Sarfael looked at him with narrowed eyes. How could the boy be so sure?

“Very well,” Elyne said. Obviously she had no doubts about Montimort’s sudden revelations. “I’ll go to Arlon and we’ll assemble the Nashers. You’ll need protection out there. And we’ll need to leave the city throughout the day, in small groups, or we’ll attract the attention of one of General Sabine’s patrols. Sarfael, you bring him last.”

“Moonset,” repeated Montimort, sounding as if he were reciting remembered instructions. Sarfael wondered again where he’d learned that lesson.

“We will meet you there,” Elyne promised before she left.

Sarfael remained behind. The boy fidgeted under his regard.

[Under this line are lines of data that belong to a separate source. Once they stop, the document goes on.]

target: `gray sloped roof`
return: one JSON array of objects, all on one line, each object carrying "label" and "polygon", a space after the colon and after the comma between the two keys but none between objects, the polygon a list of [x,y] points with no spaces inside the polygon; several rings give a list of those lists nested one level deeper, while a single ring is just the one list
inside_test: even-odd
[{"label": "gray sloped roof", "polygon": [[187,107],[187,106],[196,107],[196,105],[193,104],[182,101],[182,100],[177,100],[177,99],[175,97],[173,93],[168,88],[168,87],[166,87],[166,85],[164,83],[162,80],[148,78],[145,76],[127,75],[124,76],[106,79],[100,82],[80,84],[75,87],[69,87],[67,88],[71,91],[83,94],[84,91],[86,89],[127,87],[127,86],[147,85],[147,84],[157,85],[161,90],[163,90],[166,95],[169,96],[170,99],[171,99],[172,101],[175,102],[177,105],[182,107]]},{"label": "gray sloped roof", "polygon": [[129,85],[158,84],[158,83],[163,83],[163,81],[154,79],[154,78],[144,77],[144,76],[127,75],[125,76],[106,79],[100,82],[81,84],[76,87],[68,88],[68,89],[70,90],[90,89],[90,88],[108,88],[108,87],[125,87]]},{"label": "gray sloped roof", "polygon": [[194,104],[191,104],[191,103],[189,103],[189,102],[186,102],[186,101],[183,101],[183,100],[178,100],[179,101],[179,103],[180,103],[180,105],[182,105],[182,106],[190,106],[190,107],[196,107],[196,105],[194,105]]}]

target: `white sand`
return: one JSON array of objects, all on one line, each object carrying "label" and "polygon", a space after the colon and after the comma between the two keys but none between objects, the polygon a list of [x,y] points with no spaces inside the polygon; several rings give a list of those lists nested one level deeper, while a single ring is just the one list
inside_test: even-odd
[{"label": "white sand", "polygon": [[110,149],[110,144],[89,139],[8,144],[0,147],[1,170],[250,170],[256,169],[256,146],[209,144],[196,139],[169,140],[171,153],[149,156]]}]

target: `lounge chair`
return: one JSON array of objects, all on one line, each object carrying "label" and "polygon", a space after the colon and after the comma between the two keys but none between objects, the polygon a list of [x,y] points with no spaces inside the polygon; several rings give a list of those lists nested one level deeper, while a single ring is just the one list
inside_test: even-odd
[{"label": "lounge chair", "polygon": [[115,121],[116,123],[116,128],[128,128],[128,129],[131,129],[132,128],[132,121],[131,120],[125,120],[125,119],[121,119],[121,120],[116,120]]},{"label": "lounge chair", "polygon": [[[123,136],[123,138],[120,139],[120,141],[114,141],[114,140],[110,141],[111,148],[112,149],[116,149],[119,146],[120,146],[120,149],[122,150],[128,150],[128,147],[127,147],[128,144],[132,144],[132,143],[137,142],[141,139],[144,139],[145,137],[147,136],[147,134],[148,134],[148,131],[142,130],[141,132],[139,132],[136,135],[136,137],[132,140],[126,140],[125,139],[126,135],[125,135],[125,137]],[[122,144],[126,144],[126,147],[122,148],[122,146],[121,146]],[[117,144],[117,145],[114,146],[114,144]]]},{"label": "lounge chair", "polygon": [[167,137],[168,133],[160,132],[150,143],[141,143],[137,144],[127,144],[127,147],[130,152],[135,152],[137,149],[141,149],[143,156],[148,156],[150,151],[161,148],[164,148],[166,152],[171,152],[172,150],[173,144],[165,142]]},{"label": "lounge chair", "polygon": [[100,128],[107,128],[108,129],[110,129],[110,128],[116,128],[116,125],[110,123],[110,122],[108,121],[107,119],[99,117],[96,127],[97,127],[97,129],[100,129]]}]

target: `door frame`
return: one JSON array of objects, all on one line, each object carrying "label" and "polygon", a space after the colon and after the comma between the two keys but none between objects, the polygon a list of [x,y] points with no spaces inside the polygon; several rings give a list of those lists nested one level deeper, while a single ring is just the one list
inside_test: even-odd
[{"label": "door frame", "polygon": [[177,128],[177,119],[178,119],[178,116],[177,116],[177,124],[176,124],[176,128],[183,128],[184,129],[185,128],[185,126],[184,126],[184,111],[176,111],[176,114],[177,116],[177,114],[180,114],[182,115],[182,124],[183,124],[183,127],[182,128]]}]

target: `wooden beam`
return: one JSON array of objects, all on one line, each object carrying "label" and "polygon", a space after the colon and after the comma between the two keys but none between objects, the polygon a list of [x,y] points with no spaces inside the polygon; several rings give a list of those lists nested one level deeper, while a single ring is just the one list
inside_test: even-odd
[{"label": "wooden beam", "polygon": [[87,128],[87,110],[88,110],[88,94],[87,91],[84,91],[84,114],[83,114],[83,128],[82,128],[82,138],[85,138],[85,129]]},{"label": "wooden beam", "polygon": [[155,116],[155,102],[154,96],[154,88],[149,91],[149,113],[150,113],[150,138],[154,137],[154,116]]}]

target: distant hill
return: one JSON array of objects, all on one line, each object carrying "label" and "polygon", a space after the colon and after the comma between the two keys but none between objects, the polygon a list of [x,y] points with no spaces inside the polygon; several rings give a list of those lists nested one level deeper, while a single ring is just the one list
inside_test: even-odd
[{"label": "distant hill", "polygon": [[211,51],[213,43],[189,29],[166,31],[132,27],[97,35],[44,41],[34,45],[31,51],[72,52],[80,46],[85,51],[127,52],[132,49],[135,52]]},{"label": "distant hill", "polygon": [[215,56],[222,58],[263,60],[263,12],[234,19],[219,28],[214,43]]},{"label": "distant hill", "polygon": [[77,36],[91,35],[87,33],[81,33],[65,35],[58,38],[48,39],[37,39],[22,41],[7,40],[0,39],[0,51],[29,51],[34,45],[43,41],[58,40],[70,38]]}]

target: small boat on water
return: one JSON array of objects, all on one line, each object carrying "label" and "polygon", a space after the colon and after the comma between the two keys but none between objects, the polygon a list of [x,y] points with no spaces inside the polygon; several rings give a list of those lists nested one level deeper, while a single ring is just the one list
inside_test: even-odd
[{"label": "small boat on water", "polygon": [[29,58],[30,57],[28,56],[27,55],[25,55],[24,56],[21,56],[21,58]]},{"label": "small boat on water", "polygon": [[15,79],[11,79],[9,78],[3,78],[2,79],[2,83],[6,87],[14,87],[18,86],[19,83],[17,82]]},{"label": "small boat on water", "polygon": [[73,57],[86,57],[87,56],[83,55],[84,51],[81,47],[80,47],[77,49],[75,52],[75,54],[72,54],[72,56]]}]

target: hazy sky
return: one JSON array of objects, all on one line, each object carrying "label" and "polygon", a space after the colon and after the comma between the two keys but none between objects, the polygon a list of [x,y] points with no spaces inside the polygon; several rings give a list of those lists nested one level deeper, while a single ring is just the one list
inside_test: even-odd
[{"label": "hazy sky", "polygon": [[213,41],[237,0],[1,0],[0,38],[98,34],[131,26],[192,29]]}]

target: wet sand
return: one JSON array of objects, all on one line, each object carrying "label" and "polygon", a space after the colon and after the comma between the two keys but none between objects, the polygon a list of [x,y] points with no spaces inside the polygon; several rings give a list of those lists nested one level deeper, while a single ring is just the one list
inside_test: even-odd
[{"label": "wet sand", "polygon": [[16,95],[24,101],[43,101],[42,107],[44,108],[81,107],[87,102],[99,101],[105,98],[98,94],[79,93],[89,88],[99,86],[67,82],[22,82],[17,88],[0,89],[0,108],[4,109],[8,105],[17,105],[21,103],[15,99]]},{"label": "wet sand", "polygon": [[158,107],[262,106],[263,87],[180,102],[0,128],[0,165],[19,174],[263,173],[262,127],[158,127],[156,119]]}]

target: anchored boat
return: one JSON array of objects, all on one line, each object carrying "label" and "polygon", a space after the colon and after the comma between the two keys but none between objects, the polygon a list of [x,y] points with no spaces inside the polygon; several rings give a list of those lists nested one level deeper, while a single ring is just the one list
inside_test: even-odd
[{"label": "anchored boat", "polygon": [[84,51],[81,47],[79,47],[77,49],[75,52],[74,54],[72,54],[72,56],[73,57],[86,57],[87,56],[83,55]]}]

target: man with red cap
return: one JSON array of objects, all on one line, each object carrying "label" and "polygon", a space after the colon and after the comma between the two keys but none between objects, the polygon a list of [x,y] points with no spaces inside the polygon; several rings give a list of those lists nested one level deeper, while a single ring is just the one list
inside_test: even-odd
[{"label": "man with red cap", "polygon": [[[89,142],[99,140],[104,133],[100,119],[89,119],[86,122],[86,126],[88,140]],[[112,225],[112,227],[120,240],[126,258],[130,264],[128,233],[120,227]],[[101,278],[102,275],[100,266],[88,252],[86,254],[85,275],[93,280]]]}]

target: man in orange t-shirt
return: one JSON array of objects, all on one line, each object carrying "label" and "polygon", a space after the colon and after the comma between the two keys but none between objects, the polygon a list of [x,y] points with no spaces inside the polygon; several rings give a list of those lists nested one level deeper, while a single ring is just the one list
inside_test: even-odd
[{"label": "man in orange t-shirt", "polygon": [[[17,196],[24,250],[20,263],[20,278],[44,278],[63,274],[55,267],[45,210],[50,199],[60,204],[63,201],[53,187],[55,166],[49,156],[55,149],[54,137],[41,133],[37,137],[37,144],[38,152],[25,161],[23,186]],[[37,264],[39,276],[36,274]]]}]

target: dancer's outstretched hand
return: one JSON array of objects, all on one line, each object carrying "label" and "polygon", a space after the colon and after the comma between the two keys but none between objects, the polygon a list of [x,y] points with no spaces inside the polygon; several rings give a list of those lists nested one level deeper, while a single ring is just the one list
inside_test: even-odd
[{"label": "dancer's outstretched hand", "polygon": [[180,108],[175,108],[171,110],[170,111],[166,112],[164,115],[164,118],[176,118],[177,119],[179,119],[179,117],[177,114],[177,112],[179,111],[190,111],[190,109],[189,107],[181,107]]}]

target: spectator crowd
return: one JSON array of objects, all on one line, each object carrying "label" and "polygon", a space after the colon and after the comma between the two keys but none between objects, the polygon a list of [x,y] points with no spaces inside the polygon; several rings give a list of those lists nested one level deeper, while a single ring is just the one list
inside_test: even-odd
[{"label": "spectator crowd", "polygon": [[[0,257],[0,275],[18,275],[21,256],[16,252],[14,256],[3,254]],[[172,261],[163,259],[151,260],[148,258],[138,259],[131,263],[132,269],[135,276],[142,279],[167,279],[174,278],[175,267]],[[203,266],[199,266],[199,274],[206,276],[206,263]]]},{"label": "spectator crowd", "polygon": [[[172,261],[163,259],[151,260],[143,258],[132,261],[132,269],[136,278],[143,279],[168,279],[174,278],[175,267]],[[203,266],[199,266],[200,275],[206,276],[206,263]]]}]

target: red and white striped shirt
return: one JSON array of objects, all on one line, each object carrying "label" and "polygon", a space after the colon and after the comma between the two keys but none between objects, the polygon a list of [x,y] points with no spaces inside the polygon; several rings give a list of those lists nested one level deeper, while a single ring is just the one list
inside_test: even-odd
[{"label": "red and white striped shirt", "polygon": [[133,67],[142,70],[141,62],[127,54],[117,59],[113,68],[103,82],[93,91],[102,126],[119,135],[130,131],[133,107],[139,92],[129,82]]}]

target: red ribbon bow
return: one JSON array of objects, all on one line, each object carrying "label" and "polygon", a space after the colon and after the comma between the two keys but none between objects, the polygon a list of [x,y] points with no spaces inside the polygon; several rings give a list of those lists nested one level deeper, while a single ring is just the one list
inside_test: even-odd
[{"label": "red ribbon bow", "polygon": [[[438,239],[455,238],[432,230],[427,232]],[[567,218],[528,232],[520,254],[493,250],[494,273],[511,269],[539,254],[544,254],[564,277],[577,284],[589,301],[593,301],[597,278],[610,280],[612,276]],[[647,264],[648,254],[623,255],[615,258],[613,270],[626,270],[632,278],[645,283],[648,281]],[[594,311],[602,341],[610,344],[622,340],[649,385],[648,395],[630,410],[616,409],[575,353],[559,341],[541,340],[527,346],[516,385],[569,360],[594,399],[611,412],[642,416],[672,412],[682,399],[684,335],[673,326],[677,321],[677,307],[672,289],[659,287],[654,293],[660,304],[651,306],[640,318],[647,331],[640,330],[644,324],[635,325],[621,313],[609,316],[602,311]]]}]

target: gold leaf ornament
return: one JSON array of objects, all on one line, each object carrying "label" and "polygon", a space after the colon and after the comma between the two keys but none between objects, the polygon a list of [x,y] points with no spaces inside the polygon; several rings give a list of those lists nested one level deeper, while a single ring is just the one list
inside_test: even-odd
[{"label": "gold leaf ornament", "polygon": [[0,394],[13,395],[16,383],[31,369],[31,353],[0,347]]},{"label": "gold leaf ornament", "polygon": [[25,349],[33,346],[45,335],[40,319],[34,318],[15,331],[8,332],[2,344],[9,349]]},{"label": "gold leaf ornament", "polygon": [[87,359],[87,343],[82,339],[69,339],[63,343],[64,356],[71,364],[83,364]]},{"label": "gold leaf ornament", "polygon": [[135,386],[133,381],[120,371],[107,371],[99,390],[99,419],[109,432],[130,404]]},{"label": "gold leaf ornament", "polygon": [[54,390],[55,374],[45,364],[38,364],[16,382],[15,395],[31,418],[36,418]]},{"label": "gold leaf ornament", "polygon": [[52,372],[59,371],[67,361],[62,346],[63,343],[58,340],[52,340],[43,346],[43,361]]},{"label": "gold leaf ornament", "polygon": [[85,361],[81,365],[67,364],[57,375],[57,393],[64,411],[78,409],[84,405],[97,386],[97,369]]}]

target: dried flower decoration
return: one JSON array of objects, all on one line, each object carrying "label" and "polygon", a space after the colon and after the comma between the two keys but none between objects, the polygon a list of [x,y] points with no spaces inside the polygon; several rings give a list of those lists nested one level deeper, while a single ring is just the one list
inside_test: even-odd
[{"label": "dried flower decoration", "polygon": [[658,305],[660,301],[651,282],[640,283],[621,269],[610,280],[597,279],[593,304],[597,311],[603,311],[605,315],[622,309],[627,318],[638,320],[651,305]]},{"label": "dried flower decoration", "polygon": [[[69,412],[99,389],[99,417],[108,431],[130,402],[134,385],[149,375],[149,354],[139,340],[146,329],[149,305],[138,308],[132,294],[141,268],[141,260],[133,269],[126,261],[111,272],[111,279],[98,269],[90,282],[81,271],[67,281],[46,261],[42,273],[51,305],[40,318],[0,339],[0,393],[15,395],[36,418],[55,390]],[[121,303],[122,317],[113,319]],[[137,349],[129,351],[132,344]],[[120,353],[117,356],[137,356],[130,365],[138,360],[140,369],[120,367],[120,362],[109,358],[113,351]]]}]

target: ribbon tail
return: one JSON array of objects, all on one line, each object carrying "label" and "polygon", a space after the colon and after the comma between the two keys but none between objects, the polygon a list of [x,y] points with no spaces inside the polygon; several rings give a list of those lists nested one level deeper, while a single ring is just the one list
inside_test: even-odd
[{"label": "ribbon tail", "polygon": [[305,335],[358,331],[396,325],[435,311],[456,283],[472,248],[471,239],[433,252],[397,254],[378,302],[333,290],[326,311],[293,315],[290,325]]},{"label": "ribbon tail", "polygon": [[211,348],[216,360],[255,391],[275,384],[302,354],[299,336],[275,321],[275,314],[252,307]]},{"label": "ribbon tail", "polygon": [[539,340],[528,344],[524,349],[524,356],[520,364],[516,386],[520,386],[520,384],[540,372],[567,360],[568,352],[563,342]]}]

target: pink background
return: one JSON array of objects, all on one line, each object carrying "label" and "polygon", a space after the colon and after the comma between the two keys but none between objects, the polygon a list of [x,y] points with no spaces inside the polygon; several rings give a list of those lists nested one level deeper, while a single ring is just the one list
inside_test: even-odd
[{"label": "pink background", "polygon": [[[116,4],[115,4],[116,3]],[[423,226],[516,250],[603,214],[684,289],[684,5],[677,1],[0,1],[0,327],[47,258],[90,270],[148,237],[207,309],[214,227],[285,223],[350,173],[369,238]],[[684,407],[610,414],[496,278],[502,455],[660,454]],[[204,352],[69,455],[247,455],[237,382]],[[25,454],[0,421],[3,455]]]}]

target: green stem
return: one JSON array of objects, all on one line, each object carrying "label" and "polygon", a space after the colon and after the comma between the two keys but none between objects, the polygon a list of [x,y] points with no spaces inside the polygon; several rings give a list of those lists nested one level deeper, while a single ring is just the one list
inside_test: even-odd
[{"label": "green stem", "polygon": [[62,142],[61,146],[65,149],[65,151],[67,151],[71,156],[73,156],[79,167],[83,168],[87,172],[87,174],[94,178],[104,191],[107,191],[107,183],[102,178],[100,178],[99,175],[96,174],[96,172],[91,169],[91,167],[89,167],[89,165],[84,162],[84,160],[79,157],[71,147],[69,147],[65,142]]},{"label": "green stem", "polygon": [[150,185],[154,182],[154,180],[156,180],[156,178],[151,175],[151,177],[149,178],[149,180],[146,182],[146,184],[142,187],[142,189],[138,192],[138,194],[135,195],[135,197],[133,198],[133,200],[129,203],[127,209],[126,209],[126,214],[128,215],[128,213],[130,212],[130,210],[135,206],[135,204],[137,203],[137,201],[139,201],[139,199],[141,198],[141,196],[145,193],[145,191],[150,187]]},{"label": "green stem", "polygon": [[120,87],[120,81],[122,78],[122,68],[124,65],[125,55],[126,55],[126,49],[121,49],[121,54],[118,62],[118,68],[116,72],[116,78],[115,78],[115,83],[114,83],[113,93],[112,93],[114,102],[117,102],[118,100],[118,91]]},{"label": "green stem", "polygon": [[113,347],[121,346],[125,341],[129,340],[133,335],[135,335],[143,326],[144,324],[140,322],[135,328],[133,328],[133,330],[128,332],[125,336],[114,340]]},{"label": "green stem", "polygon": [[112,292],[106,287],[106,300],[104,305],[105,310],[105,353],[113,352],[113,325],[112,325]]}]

“How did you find the key?” he asked. “The word that you needed?”

Montimort shrugged. “Karion knew it. He talked so much about the box, knew its history so well. I realized he had to have the key. He kept hinting as much when we were there.”

“So you figured that out,” Sarfael said. “But how did you get the word from him? Last time he saw you, he tried to kill you.”